To the extent that conduct permitted under state law constitutes a federal crime, there is a risk in a federal court proceeding that the lawyer’s files may be discoverable and the lawyer may be called as a witness, that the court will rule that because of the crime-fraud exception the privilege does not apply to confidential communications between lawyer and client, and that the lawyer will be ordered to testify concerning those communications. . . .
The potential unavailability of the privilege and its consequences should be disclosed to the client at the outset of the representation, because it is information that is “reasonably necessary to permit the client to make informed decisions regarding the representation.” [Opinion page 13.]

5. California opines that lawyers may also own marijuana businesses.

Apart from whether they may advise marijuana clients without running afoul of MPRC 1.2(d), a related issue is whether lawyers may invest in marijuana businesses (or, e.g., use or grow marijuana themselves). This latter action implicates a separate ethics rule: MPRC 8.4 bars an attorney from “commit[ting] a criminal act that reflects adversely on the lawyer’s honesty, trustworthiness or fitness as a lawyer in other respects.”

As I note in the book, fewer states have addressed the question whether a lawyer violates her ethical obligations by growing marijuana, using marijuana, or investing in a client who supplies the drug.

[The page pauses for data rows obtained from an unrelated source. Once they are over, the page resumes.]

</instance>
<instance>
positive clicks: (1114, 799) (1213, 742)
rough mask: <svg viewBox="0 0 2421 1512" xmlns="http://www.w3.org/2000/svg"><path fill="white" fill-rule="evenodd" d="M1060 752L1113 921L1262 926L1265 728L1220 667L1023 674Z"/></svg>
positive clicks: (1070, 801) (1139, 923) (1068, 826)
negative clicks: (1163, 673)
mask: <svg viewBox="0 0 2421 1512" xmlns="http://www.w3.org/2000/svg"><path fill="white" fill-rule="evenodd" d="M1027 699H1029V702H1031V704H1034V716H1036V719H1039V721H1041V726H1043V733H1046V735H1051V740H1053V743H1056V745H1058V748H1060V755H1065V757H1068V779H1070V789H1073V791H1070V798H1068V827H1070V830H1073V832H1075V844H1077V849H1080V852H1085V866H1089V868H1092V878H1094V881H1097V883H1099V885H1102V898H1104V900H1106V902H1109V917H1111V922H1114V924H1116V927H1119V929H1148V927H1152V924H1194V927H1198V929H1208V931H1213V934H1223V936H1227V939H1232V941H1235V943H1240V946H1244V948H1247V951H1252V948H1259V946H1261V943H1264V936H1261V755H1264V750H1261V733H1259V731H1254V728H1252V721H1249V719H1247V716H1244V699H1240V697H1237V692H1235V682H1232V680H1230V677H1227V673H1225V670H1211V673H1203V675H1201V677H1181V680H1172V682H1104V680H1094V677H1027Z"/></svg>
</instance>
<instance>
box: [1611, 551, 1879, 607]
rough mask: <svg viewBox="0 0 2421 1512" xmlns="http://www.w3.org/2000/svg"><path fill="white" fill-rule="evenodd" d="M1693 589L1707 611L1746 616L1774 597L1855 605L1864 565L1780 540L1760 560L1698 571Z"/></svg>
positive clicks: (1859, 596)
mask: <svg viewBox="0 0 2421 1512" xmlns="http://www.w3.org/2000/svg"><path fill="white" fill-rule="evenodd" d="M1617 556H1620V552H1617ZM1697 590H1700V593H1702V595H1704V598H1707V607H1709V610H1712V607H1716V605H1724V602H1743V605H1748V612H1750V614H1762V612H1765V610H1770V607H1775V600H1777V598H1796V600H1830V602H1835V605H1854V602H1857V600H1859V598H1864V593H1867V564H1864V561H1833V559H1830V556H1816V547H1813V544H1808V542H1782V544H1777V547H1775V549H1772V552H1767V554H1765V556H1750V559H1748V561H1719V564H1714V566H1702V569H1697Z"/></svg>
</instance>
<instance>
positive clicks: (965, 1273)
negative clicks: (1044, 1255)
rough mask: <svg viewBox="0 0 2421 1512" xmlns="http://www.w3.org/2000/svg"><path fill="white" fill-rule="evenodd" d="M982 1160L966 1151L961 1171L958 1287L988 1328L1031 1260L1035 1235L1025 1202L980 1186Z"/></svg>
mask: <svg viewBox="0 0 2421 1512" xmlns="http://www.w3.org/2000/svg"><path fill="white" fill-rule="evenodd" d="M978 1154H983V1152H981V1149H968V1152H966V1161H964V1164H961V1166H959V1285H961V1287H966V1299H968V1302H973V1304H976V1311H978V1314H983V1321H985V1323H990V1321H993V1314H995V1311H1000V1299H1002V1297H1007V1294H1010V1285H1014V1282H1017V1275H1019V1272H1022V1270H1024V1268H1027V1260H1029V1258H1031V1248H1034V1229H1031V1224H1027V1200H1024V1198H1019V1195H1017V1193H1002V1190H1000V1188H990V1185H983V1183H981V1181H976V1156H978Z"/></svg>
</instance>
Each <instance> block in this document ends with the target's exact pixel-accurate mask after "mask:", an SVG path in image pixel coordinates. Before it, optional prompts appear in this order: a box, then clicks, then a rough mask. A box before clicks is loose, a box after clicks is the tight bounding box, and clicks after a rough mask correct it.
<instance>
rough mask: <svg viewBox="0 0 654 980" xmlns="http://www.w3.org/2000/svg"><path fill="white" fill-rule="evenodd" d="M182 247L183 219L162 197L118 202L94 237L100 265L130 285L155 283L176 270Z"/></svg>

See book pages 635-638. The California Opinion, however, appears to give these actions its blessing. In the hypothetical scenario to which the Opinion is addressed, the lawyer wants to accept a stake in the marijuana client’s business in lieu of accepting more traditional legal fees (i.e., cash). The California Opinion finds this arrangement to be indistinguishable (ethically speaking) from advising the client in the first instance – i.e., both advising the client and investing in its business are permissible:

The facts presented in this opinion raise the possibility that the lawyer will make an investment in the entity that carries out the business in lieu of legal fees. Given the analysis above, there can be no ethical objection to such an investment based on a conflict between state and federal law, so long as the arrangement is not intended to evade detection or prosecution under California or federal law. The same principles that permit a California business to receive a California lawyer’s assistance in complying with California law, notwithstanding any resulting violation of federal law, should also permit the client to pay for those services and for the lawyer to receive payment in the form of an interest in that business. [Opinion page 14.]

I would assume, based on this latter conclusion, that the lawyer may also use marijuana and produce the drug for her own consumption, at least to the extent permitted by state law.